Within a few hours of initial notification, Kennedy, Godoy, and airmen from the 146 SFS arrived at the Los Angeles Convention center, which had previously been retrofitted into a federal medical facility by the California National Guard in the early months of the COVID-19 epidemic.
The Convention Center now acting as a central hub of operations for the National Guard, was housing hundreds of California National Guard personnel, ready to assist the city in its time of need.
The next day Godoy, Kennedy, and their team of 28 airmen from the 146th Airlift Wing’s (146 AW), were swiftly dispatched to assist civil authorities providing protection at Grand Park and the Hall of Justice located in Downtown Los Angeles.
Arriving at the Hall of Justice in a Los Angeles County Sheriff jail transport bus, Kennedy recalls feeling in awe at the initial size of the crowd as he and 20 other California Air National Guard Defenders immediately joined local law enforcement in protecting the building. As the night went into the later hours
“When we arrived, I remember thinking that there were a lot of protesters surrounding the Hall of Justice. There was a barrier between the building and the protesters, and I remember feeling a sense of internal conflict. These are Americans, my fellow citizens, and they are in a lot of pain. While feeling empathetic to their voice, I also knew I had my duty as a California National Guardsman, providing protection to lives and property,” said Kennedy.
On June 1, 2020 Kennedy, along-side Godoy, worked late into the night during the mostly peaceful protest, helping oversee the safety of everyone around the building. As the squad-leader, Kennedy was checking on his troops outside the doors of the Hall of Justice, when he observed an older man in a wheelchair trying to travel up the steep incline of Temple Street.
“It was around midnight, and most of the protesters had left because of the city curfew set in place. I could tell he seemed to be struggling moving up the street in his wheelchair, and I knew he wasn’t going to be able to finish his journey on his own. Godoy and I looked at each other, and we both knew we had to help him,” said Kennedy.
On the other side of the barrier, the man in the wheelchair had applied the brake as he tried to rest his arms when Godoy and Kennedy approached to offer their assistance.
“We walked up to him and asked if we could help him, I wanted to make sure he would be okay with us wanting to help because he could have been very independent, but after we asked, he turned around and laughingly said ‘Hell yeah! What took you so long?” said Kennedy.
Godoy, who was standing alongside Kennedy, shared a laugh and began pushing the older man up the hill. The two California National Guardsmen chatted with the man, as they answered some of his questions about the Guard.

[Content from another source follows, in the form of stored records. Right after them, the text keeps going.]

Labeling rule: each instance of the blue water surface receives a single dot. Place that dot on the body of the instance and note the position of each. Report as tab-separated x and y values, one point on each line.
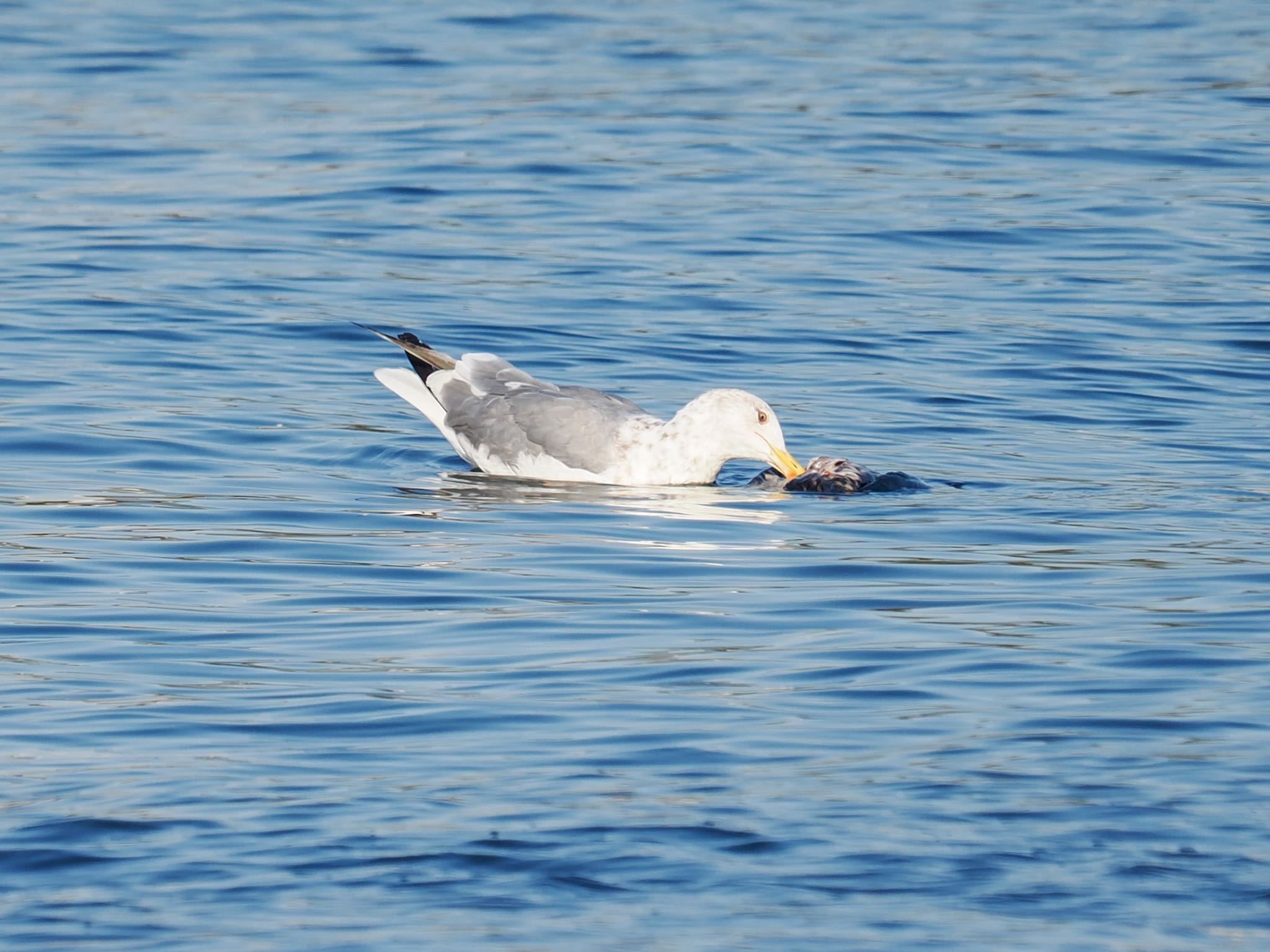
278	673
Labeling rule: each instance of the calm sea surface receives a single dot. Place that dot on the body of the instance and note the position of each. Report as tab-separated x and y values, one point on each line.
277	673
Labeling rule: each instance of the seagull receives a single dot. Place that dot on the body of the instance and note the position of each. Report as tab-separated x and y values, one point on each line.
506	423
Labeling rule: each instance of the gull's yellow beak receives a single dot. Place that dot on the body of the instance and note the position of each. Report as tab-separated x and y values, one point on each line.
786	464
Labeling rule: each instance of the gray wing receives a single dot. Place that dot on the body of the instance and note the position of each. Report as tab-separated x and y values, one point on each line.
498	406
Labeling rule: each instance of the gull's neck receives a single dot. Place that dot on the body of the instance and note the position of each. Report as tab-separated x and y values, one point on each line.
682	451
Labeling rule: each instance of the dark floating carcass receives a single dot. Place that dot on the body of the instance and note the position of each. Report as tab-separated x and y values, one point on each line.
837	478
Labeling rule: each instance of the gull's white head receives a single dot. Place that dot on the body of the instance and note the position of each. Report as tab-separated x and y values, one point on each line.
733	424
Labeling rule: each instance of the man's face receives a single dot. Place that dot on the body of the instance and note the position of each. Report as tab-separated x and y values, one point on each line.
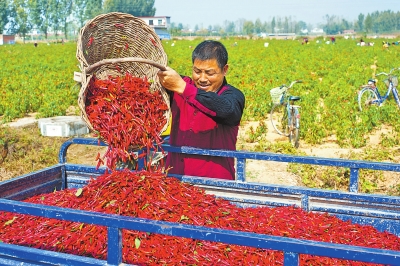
207	76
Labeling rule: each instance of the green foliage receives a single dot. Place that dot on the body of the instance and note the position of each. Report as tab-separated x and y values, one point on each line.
37	79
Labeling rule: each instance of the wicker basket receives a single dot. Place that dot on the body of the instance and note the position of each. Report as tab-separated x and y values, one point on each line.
277	93
114	44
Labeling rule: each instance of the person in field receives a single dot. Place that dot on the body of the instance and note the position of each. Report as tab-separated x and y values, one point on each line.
206	113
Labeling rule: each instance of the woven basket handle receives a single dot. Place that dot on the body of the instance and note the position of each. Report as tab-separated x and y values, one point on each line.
91	68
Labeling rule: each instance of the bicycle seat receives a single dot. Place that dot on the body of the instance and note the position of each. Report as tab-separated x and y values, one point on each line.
294	98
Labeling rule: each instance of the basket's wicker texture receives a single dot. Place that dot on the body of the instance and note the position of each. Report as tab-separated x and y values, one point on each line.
395	81
276	94
114	44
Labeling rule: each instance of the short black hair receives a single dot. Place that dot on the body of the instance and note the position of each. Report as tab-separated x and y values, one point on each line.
210	49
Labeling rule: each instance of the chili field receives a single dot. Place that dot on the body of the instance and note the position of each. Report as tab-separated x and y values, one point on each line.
40	79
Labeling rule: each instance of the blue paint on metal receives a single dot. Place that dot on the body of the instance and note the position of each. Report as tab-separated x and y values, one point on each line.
305	203
241	170
287	245
353	186
382	212
291	259
114	251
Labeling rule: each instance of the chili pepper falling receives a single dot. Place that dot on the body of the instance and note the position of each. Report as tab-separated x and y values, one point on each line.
125	114
150	195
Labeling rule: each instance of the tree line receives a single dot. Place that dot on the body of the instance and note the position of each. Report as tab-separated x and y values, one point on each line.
376	22
62	16
68	16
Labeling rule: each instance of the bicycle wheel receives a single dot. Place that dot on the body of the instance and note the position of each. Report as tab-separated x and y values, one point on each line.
366	98
294	131
279	119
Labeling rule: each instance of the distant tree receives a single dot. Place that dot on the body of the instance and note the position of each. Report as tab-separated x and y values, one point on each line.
286	25
360	22
20	23
258	26
229	27
4	11
79	12
301	25
93	8
248	27
368	23
39	15
273	25
64	13
138	8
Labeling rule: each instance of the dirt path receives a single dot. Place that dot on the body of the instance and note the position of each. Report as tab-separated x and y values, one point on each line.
256	171
276	172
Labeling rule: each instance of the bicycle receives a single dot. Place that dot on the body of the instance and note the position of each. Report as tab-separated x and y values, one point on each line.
284	115
369	94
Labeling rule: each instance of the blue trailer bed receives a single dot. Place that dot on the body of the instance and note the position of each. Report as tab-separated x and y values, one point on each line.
382	212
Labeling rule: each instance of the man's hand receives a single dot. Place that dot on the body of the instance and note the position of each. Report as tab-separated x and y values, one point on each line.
171	80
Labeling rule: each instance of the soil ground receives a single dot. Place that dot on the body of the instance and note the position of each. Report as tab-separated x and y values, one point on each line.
256	171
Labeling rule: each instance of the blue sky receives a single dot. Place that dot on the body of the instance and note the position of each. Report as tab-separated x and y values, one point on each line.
215	12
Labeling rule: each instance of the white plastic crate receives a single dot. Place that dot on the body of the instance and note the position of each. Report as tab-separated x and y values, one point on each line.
62	126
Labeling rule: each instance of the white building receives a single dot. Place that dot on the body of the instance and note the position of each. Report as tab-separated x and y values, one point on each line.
159	24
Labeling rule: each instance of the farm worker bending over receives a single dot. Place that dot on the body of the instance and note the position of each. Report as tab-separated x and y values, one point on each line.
206	112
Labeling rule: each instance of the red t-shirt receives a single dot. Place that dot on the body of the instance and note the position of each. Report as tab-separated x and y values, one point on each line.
207	120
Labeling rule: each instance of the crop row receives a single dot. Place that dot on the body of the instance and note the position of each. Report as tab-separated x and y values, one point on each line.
40	79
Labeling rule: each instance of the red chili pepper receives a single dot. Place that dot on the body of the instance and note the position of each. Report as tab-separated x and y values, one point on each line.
91	39
153	42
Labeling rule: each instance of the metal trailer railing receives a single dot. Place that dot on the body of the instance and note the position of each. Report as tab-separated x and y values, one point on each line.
383	212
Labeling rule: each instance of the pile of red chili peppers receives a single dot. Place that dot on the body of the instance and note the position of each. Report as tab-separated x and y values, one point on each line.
126	115
152	195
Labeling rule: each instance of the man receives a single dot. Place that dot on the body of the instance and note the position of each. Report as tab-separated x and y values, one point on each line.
206	113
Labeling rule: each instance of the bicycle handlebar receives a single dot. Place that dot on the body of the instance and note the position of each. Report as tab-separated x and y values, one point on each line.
387	74
294	82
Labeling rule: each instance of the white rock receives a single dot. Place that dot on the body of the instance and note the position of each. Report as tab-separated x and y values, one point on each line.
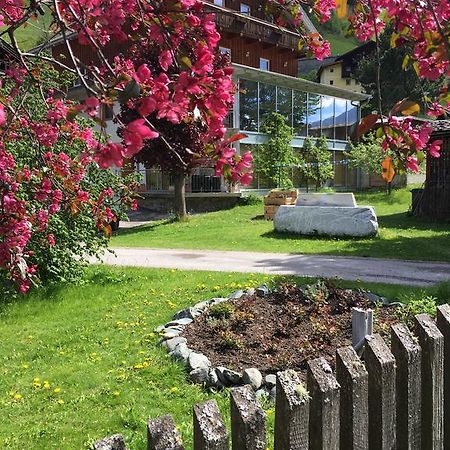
198	361
171	344
270	381
252	377
327	220
199	375
321	199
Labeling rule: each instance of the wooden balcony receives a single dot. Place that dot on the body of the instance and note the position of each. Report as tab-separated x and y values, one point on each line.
253	28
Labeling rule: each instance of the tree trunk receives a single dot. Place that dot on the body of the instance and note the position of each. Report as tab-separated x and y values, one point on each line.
180	197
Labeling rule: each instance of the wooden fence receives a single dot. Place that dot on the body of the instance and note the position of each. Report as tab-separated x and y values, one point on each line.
398	398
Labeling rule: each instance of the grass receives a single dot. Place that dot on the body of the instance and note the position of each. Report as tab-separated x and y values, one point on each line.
78	363
243	228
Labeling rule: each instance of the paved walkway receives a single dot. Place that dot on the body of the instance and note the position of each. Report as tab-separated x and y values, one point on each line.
417	273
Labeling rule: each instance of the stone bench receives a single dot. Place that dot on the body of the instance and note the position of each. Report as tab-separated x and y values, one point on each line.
325	215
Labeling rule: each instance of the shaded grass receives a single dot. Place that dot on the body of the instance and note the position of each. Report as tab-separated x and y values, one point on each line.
243	228
95	343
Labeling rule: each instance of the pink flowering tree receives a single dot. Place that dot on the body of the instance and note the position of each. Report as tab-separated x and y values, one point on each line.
181	84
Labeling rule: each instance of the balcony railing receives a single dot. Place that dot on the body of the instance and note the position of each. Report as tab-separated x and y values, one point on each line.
253	28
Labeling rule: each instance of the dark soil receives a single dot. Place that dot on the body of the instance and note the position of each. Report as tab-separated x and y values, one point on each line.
284	329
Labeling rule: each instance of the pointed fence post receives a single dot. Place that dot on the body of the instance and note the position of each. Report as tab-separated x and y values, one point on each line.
354	412
291	413
248	421
162	434
324	406
408	357
210	432
380	365
432	343
443	323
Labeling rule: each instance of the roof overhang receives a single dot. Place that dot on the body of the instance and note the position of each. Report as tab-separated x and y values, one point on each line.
300	84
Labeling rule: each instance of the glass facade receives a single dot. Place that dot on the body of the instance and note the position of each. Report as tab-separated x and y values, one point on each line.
309	114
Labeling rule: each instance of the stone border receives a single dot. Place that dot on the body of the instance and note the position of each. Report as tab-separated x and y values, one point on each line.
200	369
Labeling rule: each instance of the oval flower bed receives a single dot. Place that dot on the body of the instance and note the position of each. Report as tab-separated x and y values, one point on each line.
250	336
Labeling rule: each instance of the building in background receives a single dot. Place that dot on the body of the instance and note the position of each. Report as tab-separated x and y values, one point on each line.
340	71
265	58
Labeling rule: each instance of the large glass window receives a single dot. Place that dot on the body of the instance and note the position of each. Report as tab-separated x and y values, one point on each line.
267	101
284	104
328	117
340	118
248	105
300	113
314	107
352	118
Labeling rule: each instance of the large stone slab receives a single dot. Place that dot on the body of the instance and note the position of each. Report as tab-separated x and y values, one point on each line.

“We were joking a little bit on the way up the hill; it was fun and light-hearted until he asked me if we were here to fight a war. I was taken aback by it at first, but I could understand where he was coming from. I just told him no, we’re not here to fight a war. We’re here for you, and we are here to protect everyone here,” said Godoy.
The elderly man looked back at Godoy, and chuckled then replied, “That’s good!”
Once Godoy and Kennedy reached the top of the hill, they wished the gentleman farewell and began walking back to their post. Godoy, who firmly believes anyone in his shoes would have done the same, also says everyone could benefit from a little more compassion now more than ever.
“I think if it were anyone else who was standing there that late and saw that same man struggling to get up the hill would have done the same thing. In a time like this, I think it’s important to show more empathy and understanding of people’s needs,” said Godoy.